Bright Idea: Hooking Up With Teens to Promote Healthy Relationships
“When me and my boyfriend get into arguments he pushes me away and won’t look at me when I did nothing wrong,” writes Lexi, a 17-year-old in Providence.
To find out what to do, Lexi submitted her story to a website where other teens voted on whether the situation was cool or not. Seventeen out of 20 voters said not cool. Three, like Lexi, were unsure. Several people gave helpful comments about how to talk to her boyfriend about her concerns.
The website, called hkupwithrespect.com, aims to take teen-dating-violence prevention out of the classroom and into the realm of young people’s Internet-infused lives. A project of Start Strong Rhode Island, one of 10 sites funded by the Robert Wood Johnson Foundation to promote healthy relationships, hkupwithrespect also features text-message polls and videos. This month, the site is hosting a contest that encourages teens to create their own social marketing campaigns or viral videos about healthy relationships.
“If you talk to almost any teenager, the thing that they’re thinking about the most is relationships,” says Kate Reilly, director of Start Strong Rhode Island, which is sponsored by the nonprofits Sojourner House and Young Voices. “So let’s not put it in a textbook and take it out of its context. Let’s keep it real, let’s keep it relevant, and let’s have it in a space that’s happening in real time and that’s integrated into the social networking tools that they’re using anyways.”

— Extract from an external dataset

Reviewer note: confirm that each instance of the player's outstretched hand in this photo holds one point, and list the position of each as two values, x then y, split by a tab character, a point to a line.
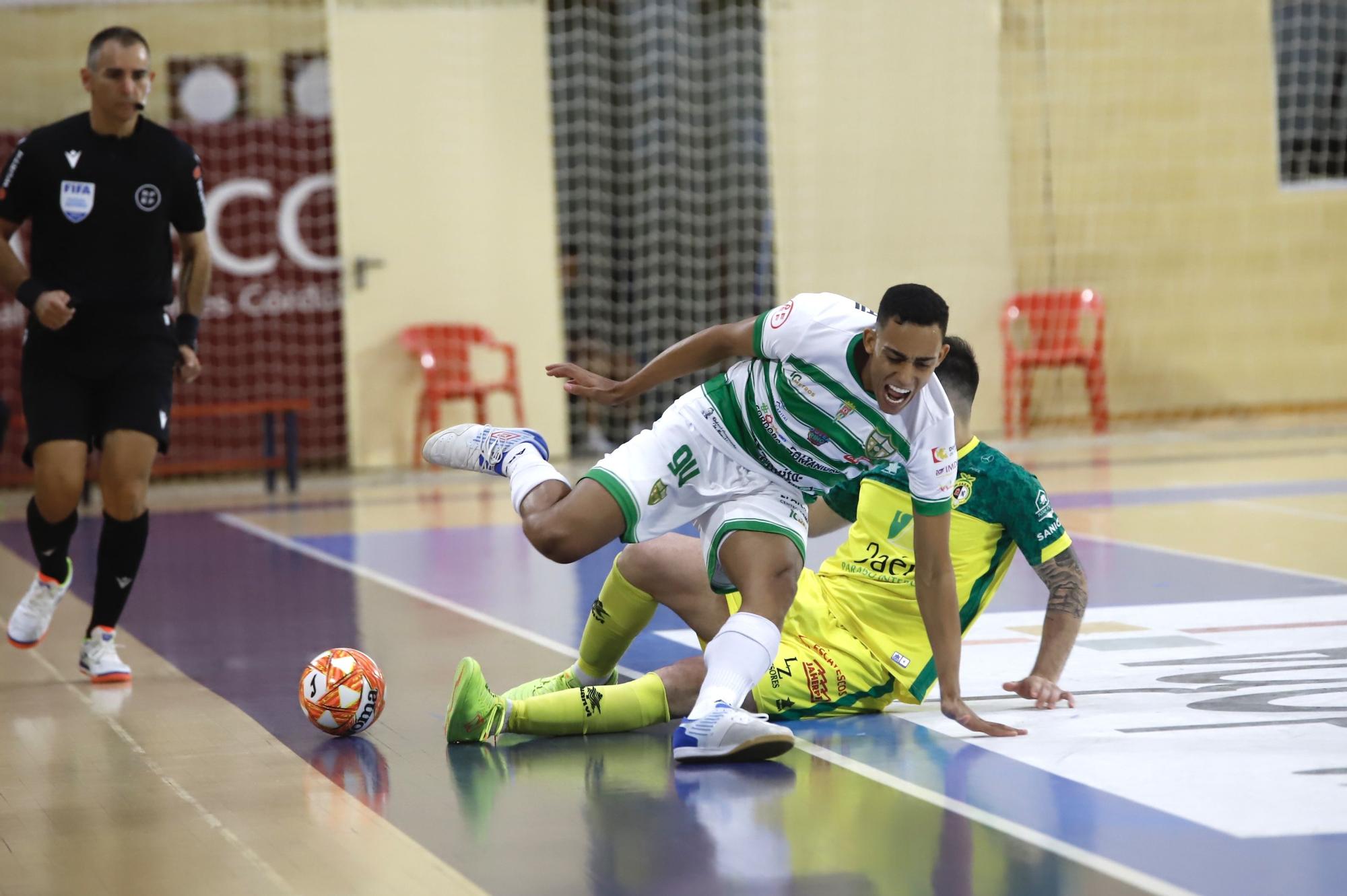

Reilly offers the following principals that hkupwithrespect relies on in its quest to create a “user-driven” site:
Consider young people the experts. In the early stages of the website’s development, Reilly and her team videotaped young people at Providence bus stops. Eighty percent of teens interviewed had a strong sense of what makes relationships healthy, she says. Ten percent were clueless. Ten percent said things that seemed unhealthy and cause for concern.
“So we said, why don’t we create tools to allow these 80 percent to be the voice?” Reilly says.
Relying on young people to provide insight means that the adults behind the website give up some control over its message. Reilly checks the site three times a day, removing comments that are homophobic, racist, misogynistic or clearly meant to insult. Similarly, story submissions with offensive elements aren’t posted. She’s also noticed that when youth give each other bad advice in the comments, others correct it.
Make contributing to the site quick and easy. Reilly learned that though other dating-violence-prevention sites, which contained a lot of information written by the sites’ designers, got a lot of traffic, users didn’t spend much time there.
“We have 30 seconds to capture their attention,” she says. She and her staff wondered how to give teens the chance to share their stories while also enabling them to give feedback quickly.
The answer came from the popularity of sites where people submit stories about how bad their lives are, and others vote on whether to include the stories on the site’s home page.
On hkupwithrespect, users can spend a couple seconds voting, or a couple minutes commenting. It’s up to them.
Cultivate “early adapters.” To get youth to its site, Start Strong Rhode Island recruited 15 young people from other youth-serving organizations. The teens compete for prizes each month by posting links to hkupwithrespect on their Facebook pages and Twitter feeds. The prizes are awarded based on how many people the teens get to visit hkupwithrespect. The group also gives feedback on the site.
“Youth are the most powerful marketing strategy that we have,” Reilly says.